Interesting discussions, especially concerning CycleCloud and the Microsoft partner UberCloud, led by Wolfgang Gentsch, original Sun Grid Engine developer.
This was bought in by Microsoft and provides a dashboard that allows a researcher or IT department to do things such as provision a Sun Grid Engine cluster, or a Condor pool or specific applications (e.g. Star-CCM+) on a set of resources selected from drop-down lists.
This would seem to very much lower the barrier to entry for one-off and interactive jobs for users. For running multiple jobs that is probably a bit more complex as whist in theory a user could create a Sun Grid Engine cluster to do work there would be questions I would ask about whether it would then be within their skill set to interact with it, and indeed, ensure that it remains sufficiently busy to make efficient use of resources. For example, if 100 users ran 100 mini-clusters and each managed to run at 50% utilisation because their own jobs get in the way of each other it might lead to both a cluster being full (SGE instances using up the whole resource) and the other 100 users having to wait. So I think this would need to be considered carefully in terms of efficiency. Even if using public cloud rather than an internal cloud, it could lead in higher costs than strictly necessary. Now, you could argue that it’s up to a research group to manage its own budget, but it’s still useful for a university to help users get the best from it. But I can see that there are sone research groups at Loughborough not currently using the central HPC that could benefit from having DRMs managing their resources, and I can see a use case for an IT department provisioning a suitable cluster in the cloud or on other resources and allowing that to be efficiently utilised by batch jobs.

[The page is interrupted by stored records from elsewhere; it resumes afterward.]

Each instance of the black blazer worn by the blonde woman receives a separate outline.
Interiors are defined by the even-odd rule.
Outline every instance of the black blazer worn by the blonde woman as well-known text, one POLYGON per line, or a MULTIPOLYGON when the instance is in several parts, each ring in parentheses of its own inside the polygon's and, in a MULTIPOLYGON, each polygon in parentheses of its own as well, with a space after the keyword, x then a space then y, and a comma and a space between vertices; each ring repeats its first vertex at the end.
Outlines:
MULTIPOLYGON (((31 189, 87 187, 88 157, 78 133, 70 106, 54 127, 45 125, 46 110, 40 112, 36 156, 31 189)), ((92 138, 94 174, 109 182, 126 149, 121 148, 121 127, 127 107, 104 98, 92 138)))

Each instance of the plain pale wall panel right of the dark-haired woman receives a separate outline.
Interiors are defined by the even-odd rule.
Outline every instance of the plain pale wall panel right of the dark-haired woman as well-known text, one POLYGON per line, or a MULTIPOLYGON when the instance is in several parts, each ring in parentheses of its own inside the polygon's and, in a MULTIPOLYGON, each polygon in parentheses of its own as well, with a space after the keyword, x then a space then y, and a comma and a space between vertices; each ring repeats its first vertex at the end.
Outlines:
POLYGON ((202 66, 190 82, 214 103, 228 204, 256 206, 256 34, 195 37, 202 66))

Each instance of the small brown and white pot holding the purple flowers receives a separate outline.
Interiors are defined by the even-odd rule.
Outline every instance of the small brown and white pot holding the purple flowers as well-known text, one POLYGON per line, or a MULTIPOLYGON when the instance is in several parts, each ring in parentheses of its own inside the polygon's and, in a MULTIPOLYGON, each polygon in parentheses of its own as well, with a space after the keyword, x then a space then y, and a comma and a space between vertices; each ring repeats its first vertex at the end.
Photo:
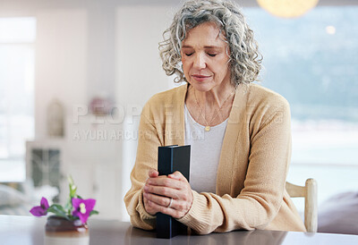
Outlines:
POLYGON ((81 220, 67 220, 59 216, 49 216, 45 226, 45 244, 89 245, 90 236, 87 224, 81 220))

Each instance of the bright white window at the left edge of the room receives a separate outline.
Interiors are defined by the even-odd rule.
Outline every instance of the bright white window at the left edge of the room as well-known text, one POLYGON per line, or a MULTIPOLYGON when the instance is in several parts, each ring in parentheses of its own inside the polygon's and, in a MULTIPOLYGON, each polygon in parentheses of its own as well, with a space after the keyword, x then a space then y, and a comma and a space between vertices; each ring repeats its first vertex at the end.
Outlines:
POLYGON ((0 18, 0 182, 25 180, 34 136, 35 18, 0 18))

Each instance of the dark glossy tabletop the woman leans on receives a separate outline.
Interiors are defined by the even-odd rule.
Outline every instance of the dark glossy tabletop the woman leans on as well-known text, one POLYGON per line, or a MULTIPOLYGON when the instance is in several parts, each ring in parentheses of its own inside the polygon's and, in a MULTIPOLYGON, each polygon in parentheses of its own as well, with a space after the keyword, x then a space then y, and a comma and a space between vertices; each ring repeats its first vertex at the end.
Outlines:
MULTIPOLYGON (((0 215, 0 245, 42 245, 46 217, 0 215)), ((358 236, 328 233, 234 231, 209 235, 176 236, 157 239, 155 232, 142 231, 128 222, 90 218, 90 245, 111 244, 358 244, 358 236)), ((68 244, 66 244, 68 245, 68 244)))

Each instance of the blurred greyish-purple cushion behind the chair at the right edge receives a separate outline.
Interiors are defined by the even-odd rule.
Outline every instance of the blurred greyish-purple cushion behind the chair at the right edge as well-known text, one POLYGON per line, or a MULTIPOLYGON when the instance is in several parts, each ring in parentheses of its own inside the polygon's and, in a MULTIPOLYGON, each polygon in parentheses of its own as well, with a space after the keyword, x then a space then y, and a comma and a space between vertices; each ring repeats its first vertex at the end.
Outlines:
POLYGON ((319 207, 318 232, 358 234, 358 192, 339 193, 319 207))

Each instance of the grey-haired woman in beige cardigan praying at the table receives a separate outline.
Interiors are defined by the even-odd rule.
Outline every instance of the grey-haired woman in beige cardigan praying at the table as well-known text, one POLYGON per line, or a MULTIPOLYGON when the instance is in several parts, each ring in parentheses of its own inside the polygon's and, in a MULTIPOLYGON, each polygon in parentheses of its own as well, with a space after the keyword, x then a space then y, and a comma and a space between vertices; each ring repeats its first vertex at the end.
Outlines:
POLYGON ((151 97, 143 108, 132 188, 124 198, 132 224, 155 229, 161 212, 201 234, 305 231, 285 189, 289 106, 251 83, 260 55, 240 8, 188 1, 165 37, 163 68, 186 84, 151 97), (191 183, 179 172, 158 176, 158 147, 184 144, 192 145, 191 183))

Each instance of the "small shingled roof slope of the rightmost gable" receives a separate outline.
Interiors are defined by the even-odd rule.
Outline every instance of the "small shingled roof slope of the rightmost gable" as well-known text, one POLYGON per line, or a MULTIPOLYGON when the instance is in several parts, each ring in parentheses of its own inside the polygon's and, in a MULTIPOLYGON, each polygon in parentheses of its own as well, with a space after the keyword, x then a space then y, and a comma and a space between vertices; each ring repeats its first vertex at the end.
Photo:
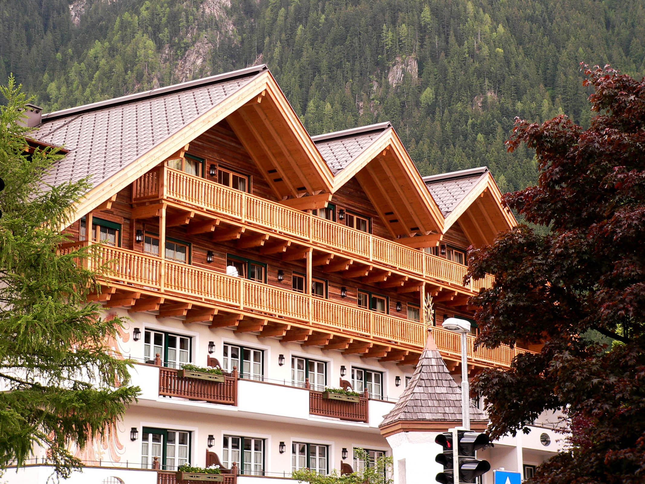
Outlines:
POLYGON ((444 217, 455 210, 459 202, 486 176, 488 168, 480 166, 470 170, 424 176, 423 181, 444 217))

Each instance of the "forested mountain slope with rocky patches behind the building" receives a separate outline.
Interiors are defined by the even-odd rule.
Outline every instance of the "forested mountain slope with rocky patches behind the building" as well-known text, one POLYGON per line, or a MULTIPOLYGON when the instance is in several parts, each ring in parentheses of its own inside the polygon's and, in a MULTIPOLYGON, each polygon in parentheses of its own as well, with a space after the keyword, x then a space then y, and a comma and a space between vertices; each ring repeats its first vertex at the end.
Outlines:
POLYGON ((488 165, 515 116, 591 113, 578 63, 645 71, 645 1, 0 0, 0 79, 46 110, 267 63, 310 134, 390 120, 421 174, 488 165))

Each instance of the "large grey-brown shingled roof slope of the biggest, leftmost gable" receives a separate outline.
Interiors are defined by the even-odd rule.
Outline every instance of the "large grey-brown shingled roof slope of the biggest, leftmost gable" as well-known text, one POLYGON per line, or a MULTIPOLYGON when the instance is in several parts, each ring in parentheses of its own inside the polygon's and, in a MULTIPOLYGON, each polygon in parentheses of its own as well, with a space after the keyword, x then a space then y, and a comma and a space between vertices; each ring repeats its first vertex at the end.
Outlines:
POLYGON ((30 134, 69 153, 43 178, 59 185, 91 176, 96 186, 266 70, 254 66, 43 115, 30 134))

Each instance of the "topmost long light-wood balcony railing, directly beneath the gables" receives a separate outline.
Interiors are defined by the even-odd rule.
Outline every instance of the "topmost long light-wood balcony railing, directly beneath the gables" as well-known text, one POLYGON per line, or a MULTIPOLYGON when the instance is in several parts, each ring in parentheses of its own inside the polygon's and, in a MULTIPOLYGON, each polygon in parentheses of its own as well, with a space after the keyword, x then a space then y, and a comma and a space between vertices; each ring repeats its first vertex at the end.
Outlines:
POLYGON ((159 166, 133 183, 132 203, 158 199, 206 210, 213 215, 229 217, 239 223, 248 223, 315 247, 361 259, 366 264, 375 263, 469 293, 490 287, 493 280, 486 276, 464 286, 466 267, 461 264, 167 166, 159 166))

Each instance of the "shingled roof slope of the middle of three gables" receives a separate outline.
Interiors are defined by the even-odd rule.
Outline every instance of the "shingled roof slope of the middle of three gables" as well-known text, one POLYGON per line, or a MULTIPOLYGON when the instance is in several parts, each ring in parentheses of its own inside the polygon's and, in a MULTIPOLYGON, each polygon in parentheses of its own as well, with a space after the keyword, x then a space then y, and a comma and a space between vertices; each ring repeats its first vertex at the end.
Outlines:
POLYGON ((313 142, 334 175, 352 163, 361 152, 392 125, 389 122, 312 136, 313 142))

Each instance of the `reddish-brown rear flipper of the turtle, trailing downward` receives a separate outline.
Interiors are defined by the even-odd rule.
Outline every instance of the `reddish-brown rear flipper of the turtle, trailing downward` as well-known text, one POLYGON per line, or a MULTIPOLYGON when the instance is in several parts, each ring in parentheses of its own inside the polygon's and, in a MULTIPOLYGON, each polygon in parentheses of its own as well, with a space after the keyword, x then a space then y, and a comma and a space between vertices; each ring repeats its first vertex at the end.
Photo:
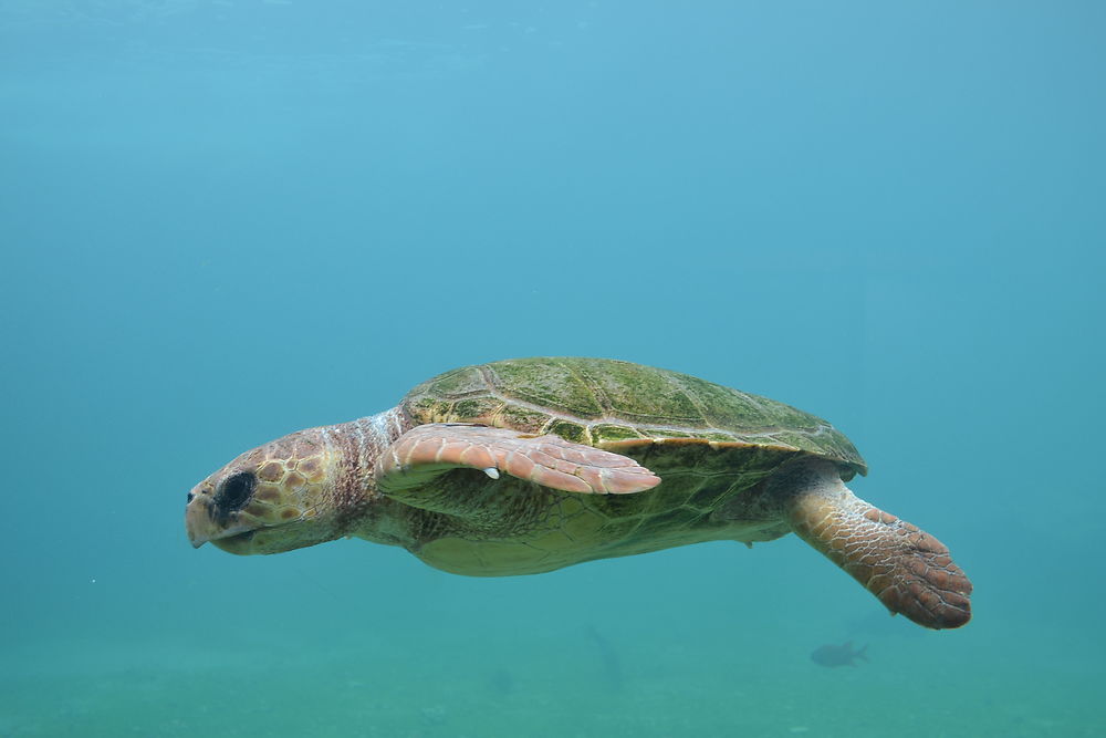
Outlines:
POLYGON ((971 619, 971 582, 943 543, 854 496, 832 464, 806 462, 786 478, 794 531, 891 613, 931 628, 971 619))

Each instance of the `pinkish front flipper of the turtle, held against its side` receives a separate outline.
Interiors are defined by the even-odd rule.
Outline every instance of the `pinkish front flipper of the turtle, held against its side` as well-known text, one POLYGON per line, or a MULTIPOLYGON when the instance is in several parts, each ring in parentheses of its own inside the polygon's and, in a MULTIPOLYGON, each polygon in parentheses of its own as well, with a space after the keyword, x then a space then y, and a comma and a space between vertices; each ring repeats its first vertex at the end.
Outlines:
POLYGON ((374 475, 388 495, 422 487, 458 468, 500 472, 566 492, 626 495, 660 484, 618 454, 508 428, 432 423, 411 428, 380 455, 374 475))

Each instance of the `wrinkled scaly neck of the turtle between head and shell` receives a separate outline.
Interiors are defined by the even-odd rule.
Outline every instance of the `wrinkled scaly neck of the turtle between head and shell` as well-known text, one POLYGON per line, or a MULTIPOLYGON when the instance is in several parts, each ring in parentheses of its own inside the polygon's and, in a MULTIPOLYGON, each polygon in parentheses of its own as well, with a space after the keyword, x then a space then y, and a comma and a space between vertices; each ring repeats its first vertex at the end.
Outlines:
MULTIPOLYGON (((340 423, 324 429, 326 444, 334 454, 332 503, 342 536, 369 538, 380 521, 376 509, 380 495, 376 490, 373 465, 399 436, 413 426, 401 407, 368 417, 340 423)), ((377 540, 375 537, 372 540, 377 540)))

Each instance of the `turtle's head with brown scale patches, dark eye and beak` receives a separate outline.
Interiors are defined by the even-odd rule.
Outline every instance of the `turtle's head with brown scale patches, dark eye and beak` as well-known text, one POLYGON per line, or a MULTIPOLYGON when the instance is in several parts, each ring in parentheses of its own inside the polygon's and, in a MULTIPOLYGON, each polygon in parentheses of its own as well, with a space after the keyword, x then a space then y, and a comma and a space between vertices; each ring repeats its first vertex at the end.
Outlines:
MULTIPOLYGON (((279 553, 334 540, 343 514, 335 493, 341 450, 331 428, 311 428, 242 454, 188 492, 192 545, 231 553, 279 553)), ((348 487, 349 485, 345 485, 348 487)))

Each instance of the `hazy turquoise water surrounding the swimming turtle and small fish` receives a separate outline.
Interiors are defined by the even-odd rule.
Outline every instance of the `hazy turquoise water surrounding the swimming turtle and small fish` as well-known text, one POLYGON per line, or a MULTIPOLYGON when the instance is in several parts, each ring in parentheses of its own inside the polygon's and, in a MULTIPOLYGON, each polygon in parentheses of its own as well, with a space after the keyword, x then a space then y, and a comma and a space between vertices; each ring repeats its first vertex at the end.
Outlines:
POLYGON ((893 4, 0 1, 0 736, 1103 735, 1106 6, 893 4), (547 354, 830 418, 974 620, 794 537, 188 544, 238 453, 547 354))

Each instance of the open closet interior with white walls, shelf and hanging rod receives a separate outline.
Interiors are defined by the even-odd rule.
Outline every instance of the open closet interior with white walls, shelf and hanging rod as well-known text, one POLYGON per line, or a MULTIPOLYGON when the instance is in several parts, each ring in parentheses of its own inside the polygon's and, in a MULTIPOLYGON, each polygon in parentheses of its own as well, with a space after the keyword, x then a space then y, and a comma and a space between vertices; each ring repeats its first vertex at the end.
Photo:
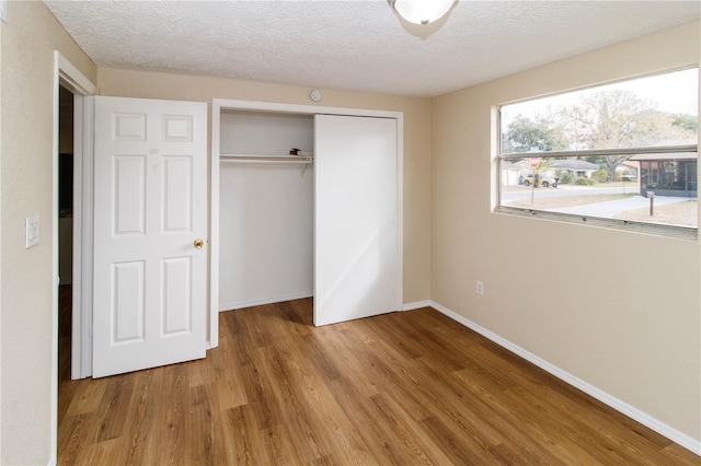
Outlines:
POLYGON ((313 294, 313 131, 308 114, 222 109, 220 311, 313 294))

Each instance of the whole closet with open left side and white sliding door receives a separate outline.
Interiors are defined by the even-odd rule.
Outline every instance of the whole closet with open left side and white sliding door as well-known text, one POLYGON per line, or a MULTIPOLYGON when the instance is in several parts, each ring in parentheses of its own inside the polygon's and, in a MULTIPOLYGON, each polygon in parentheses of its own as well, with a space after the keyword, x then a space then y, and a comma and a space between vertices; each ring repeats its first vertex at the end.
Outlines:
POLYGON ((325 325, 401 310, 403 115, 212 110, 212 312, 314 296, 325 325))

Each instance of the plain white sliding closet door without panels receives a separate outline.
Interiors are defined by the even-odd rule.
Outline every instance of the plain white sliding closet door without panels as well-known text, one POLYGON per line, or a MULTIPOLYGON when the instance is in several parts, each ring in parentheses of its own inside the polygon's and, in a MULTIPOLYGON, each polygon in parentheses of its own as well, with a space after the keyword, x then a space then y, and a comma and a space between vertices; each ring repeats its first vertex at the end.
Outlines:
POLYGON ((397 120, 314 117, 314 325, 398 311, 397 120))

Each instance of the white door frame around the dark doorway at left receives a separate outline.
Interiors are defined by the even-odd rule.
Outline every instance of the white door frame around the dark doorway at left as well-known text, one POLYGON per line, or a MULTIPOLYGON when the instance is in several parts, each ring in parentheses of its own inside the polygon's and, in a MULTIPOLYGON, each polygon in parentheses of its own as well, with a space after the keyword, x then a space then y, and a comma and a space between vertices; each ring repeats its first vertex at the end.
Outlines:
POLYGON ((58 445, 58 116, 59 86, 73 93, 73 273, 72 273, 72 329, 71 377, 81 378, 92 371, 92 125, 91 95, 97 88, 58 50, 54 50, 54 143, 53 143, 53 211, 51 211, 51 273, 53 290, 53 361, 51 361, 51 456, 56 463, 58 445), (76 228, 76 226, 79 228, 76 228), (89 230, 87 230, 87 228, 89 230), (87 326, 88 324, 88 326, 87 326), (85 345, 89 341, 89 345, 85 345), (85 364, 85 361, 89 361, 85 364), (85 372, 88 371, 88 373, 85 372))

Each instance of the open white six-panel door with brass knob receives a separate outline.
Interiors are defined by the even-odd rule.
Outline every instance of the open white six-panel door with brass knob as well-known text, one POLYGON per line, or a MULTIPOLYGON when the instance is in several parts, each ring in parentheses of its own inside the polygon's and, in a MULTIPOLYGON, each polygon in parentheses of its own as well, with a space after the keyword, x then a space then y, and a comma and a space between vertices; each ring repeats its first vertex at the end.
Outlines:
POLYGON ((93 377, 205 357, 206 138, 204 103, 95 97, 93 377))

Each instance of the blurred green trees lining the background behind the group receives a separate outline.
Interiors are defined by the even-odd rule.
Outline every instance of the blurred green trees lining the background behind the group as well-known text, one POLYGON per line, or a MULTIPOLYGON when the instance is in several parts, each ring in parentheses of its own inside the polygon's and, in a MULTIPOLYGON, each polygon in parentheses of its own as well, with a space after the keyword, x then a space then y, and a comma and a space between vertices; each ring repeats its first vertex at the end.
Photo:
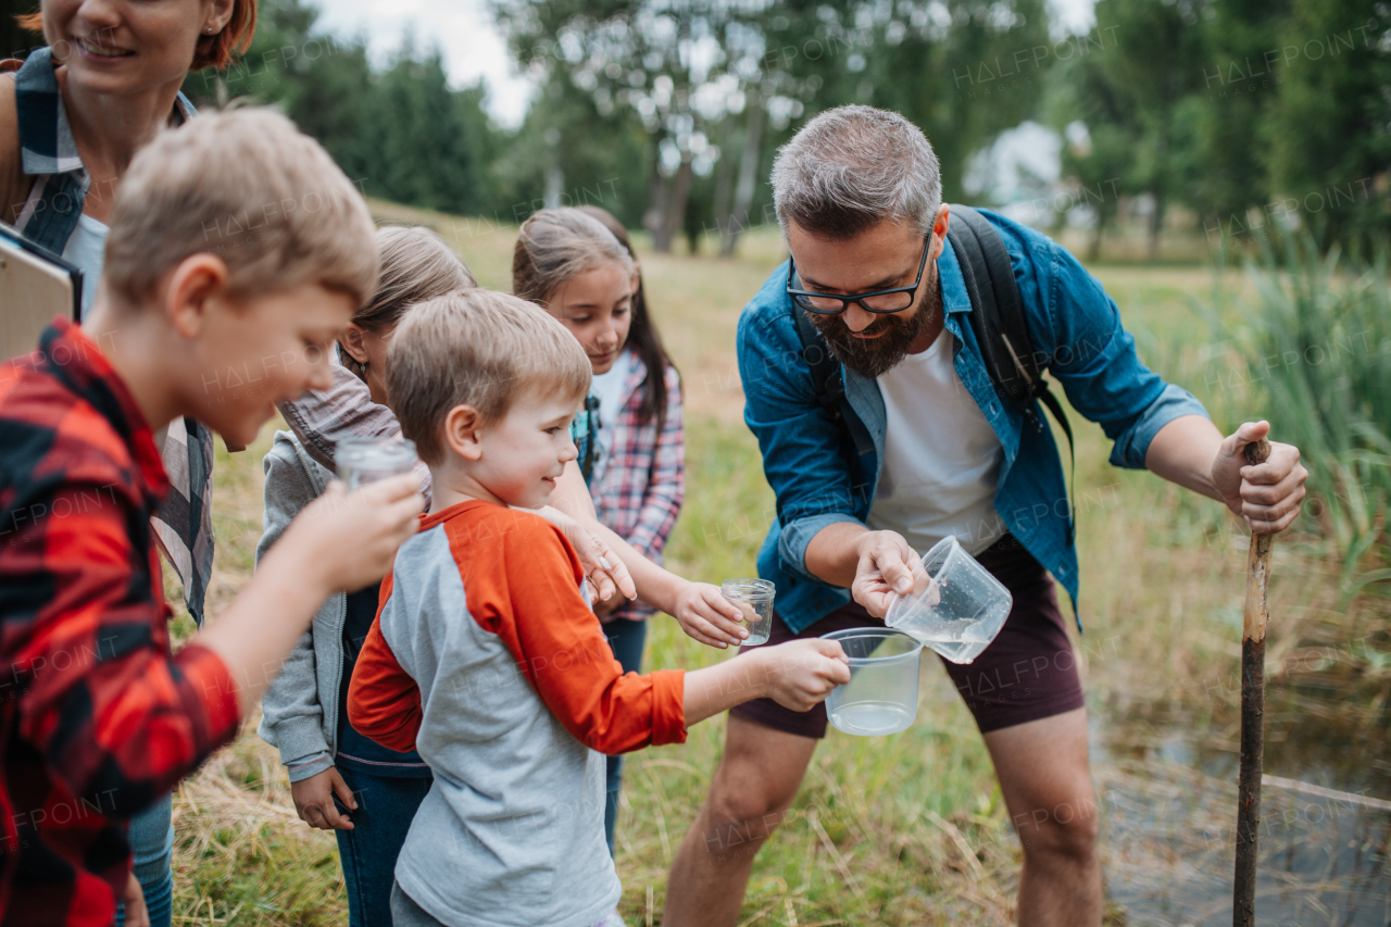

This is a company that leverages a number of technologies such as Docker and Kubernetes to allow an end-user to spin up containerised instances of their tools on the cloud in an intuitive way. The focus is on engineering tools.
This comes at a subscription cost but that also has to be balanced against productivity improvements. It is, though, notoriously difficult to determine productivity improvements made by researchers from the perspective of an IT department as it’s hard to capture sufficiently detailed information on a regular basis to allow trends to be tracked and attribute this to a particular action. I have discussed the difficulty of determining the R part of ROI many times before so I won’t repeat those here.
Containers are possible in terms of pre-packaged (e.g with Star-CCM+ already installed), integrated by UberCloud (give them the application, let them package it) or DIY for on-premise use. The latter could be useful for those developing code and then wishing others in a research group to be able to use it. In some ways it again reminds me of things like YouShare where the ‘services’ (a.k.a programs) were either containerised (OpenVZ) or as full-fat VMs in the sense that the metadata indicated which instances of a container or VM could be run on with the option of an existing container/VM being used or a new one. But this wasn’t the fully self-contained image option (although that could have been supported). But UberCloud does the deployment in a more supportable way. It would be interesting to see how something like this could be tied into provenance engines (see mentions in the Democritisation talk from yesterday) and workflow engines.
At the back end technologies like Kubernetes are likely to be employed to provide the required scalability, a technology I’ve used a bit (cf. Docker Swarm) and we have researchers working on too for scalable services that are commercalisations of research work and will run on cloud.